GL for supplemental intake.

We are not the only researchers who have concluded that ingested soils are not a significant source of Fe to the geophagist. The in vitro work of Hooda et al [7] indicated how the sorption potential of some geophagical soils can lead to a reduction of Fe concentrations in the simulated GI fluids. These findings, however, contradict those from other research. Thus, following the use of an IVBA procedure that simulated unfed conditions, both Abrahams et al. [2] and Smith et al. [53] highlighted the potential of ingested soils in supplying a significant amount of Fe to the geophagist. Other research (e.g., [5], [27]–[28]) has also suggested this, though a criticism that can be directed to these investigations is that the laboratory methodology is too simplistic compared to the human GI environment.

The importance of ingested Calabash chalk as a potentially deleterious source of Co, Cr, Fe, Mn or Ni can be evaluated by making reference to the Safe Upper Levels (SULs) or Guidance Levels (GLs) outlined in Table 7. Determined by the UK Expert Group on Vitamins and Minerals (EVM, [6]), SULs represent an intake that can be consumed daily over a lifetime – and note, many geophagists do not deliberately consume earth materials throughout their life, but instead partake only during certain periods such as pregnancy. Our questionnaire survey undertaken in Nigeria indicates that the pregnant women commence geophagia at the onset of vomiting/perceived over-salivation about two months into their pregnancy, ceasing the practise some 4–6 months later – without significant health risk, while GLs (which are based on more limited data) give an approximate indication of levels that would not be expected to cause adverse effects. Previous research [2] has shown that geophagists can potentially exceed the GL for Fe, but the rate of ingestion of Calabash chalk and its bioaccessible Fe content would seem to pose little threat to humans consuming such materials: the MAP of 3.16 mg/day noted in Table 7 is 18.6% of the GL associated with this chemical element. Of the five chemical elements detailed in Table 7, it is the MAP of Mn (3.74 mg/day) that is the nearest to the threshold levels provided by the EVM (who consider that a supplemental intake of up to 4 mg Mn/day in addition to the diet would be unlikely to produce adverse effects).

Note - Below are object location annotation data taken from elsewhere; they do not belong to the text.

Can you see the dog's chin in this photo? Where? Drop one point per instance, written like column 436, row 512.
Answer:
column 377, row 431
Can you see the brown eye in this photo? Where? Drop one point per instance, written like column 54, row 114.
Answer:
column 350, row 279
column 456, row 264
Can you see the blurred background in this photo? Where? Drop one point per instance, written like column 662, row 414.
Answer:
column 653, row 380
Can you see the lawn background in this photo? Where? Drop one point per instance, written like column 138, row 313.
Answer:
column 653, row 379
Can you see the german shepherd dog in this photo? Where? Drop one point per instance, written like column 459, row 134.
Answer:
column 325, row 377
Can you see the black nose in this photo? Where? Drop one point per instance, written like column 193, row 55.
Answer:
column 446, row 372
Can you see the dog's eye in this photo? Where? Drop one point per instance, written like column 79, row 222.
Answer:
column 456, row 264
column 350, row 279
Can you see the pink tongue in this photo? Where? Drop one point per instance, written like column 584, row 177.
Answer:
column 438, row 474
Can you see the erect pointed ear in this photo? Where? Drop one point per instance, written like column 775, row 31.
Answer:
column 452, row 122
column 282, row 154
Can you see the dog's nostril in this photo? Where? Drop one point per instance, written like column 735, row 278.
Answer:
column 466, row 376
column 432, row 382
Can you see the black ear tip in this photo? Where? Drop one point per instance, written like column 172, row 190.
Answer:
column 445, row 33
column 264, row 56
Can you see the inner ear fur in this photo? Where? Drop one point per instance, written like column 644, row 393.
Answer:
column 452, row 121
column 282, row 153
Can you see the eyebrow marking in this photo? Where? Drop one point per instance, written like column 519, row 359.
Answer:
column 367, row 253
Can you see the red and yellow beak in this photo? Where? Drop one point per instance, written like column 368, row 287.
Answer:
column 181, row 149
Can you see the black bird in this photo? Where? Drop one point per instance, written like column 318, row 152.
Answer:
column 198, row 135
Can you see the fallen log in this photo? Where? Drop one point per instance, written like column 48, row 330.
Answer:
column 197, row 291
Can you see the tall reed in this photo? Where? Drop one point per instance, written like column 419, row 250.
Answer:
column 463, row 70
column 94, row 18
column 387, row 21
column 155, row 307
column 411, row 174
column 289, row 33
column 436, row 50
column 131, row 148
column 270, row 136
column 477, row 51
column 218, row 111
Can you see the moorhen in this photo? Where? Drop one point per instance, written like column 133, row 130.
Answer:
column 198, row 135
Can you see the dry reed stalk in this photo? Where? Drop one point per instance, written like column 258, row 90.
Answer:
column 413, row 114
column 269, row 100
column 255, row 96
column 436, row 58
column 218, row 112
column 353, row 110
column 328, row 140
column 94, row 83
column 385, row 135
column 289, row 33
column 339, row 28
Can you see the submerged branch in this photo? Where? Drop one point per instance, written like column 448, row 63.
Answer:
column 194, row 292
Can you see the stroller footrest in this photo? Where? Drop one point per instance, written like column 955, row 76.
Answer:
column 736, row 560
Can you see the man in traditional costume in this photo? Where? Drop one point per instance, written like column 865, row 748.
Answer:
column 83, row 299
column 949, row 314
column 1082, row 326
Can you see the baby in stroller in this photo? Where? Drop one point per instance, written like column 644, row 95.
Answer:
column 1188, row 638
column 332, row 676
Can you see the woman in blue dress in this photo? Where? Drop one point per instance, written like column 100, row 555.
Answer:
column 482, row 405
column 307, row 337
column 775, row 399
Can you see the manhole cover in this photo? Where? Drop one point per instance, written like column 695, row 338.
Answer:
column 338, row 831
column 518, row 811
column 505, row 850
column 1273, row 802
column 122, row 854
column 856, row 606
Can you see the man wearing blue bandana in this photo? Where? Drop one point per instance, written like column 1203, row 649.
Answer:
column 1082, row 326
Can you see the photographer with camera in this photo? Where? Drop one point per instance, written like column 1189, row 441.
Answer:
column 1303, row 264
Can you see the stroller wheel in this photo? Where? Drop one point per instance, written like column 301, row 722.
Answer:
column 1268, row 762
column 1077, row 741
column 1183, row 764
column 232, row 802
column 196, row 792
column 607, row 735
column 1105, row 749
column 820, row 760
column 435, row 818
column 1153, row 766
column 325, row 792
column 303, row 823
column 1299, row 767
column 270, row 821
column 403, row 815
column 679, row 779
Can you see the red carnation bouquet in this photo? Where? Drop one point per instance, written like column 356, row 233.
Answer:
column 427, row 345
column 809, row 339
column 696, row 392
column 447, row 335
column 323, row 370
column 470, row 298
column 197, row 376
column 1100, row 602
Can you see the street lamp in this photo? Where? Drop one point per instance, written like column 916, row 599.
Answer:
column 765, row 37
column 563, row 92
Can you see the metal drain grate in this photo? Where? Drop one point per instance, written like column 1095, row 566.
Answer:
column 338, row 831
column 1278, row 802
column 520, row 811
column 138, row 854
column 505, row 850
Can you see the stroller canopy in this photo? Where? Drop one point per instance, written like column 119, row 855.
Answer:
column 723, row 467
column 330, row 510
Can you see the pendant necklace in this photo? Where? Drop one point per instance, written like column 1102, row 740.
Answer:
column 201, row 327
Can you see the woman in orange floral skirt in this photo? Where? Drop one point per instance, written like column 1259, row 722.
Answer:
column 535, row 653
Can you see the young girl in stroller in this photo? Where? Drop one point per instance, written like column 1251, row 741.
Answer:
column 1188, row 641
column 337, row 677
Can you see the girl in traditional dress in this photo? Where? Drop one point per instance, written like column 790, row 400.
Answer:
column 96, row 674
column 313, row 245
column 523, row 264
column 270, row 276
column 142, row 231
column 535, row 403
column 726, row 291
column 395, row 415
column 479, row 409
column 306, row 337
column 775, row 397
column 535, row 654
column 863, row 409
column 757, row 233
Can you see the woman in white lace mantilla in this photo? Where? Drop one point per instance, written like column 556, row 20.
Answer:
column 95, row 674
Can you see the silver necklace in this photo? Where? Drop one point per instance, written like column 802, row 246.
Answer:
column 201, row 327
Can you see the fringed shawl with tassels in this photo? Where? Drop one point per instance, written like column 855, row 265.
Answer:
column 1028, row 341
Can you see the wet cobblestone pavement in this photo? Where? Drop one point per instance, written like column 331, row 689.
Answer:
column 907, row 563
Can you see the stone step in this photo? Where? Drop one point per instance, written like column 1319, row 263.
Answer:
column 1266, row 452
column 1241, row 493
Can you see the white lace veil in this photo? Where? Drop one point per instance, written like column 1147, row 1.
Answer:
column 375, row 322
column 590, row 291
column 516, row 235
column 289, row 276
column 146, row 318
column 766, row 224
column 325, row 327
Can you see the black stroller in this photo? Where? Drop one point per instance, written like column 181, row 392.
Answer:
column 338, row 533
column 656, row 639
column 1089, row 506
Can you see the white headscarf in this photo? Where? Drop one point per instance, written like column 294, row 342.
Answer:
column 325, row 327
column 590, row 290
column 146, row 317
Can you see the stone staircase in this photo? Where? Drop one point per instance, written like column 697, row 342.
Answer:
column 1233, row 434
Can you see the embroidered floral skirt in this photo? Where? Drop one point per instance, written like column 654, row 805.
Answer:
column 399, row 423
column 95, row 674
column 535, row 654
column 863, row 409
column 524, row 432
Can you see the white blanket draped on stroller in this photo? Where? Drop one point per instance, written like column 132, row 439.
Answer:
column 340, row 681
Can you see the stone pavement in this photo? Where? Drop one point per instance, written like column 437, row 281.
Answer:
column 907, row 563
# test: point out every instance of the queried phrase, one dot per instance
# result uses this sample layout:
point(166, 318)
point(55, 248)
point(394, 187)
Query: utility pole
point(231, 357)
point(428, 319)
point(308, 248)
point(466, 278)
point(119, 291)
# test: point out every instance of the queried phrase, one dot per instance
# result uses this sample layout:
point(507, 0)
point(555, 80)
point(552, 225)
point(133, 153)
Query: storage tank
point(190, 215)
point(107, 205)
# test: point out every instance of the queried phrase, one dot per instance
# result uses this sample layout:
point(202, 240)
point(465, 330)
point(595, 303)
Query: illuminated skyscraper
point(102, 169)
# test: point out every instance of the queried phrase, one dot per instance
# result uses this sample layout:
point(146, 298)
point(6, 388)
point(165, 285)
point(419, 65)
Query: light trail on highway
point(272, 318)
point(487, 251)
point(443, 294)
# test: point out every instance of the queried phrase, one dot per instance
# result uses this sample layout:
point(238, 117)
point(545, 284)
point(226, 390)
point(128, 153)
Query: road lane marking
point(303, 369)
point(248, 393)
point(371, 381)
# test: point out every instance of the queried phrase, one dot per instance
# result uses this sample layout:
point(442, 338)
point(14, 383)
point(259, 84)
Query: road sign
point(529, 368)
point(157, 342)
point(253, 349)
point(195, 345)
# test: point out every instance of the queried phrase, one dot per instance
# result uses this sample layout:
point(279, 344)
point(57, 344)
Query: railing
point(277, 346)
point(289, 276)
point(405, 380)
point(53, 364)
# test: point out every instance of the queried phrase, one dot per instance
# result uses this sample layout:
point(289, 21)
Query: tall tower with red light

As previously highlighted, the Undongo contains elevated pseudo-total concentrations of Cr and Ni. However, regarding this soil material, the MAP of Cr is <0.056 mg/day, well below the GL of 10 mg Cr/day (Table 7). The EVM [6] could not establish a SUL or GL for the supplemental intake of Ni, but noted that dietary intakes of this metal can cause flare-ups of dermatitis since it is a potent skin sensitizer. Certain foodstuffs such as soya beans typically contain elevated concentrations of Ni, and a supplementary diet comprised of such constituents – that provided an oral intake of 0.49 mg/day – was found to trigger symptoms of hand eczema in Ni-sensitive female patients [54]. Assuming a 20 g/day ingestion of Undongo however, the bioaccessible concentrations of Ni – from which a MAP of <0.02 mg/day can be calculated – do not appear to be a threat to the geophagist.

Conclusions

Any ingested geophagical material has the potential to release mineral nutrients and PHEs when they come in contact with digestive fluids. However, our investigations following the use of two scenario’s associated with the FOREhST IVBA procedure, indicate that at rates of consumption of 20 g/day, the Calabash chalk materials on the whole are not a significant source of mineral nutrients or PHEs to humans (this finding applies also to Undongo despite the Fe enrichment stated on the labelling of the product). Indeed, with many in vitro leachate solutions containing concentrations of, for example, Pb that are less than the blanks employed in our analysis, the geophagical materials are capable of adsorbing chemical elements, so preventing their absorption. Our results further suggest that foodstuffs can be a sink for Pb in the GI environment. Whilst the reported concerns about ingested Calabash chalk may be lessened with such findings we would still advocate caution about the use of such materials: their microbial sterility, for example, is questionable and needs to be investigated.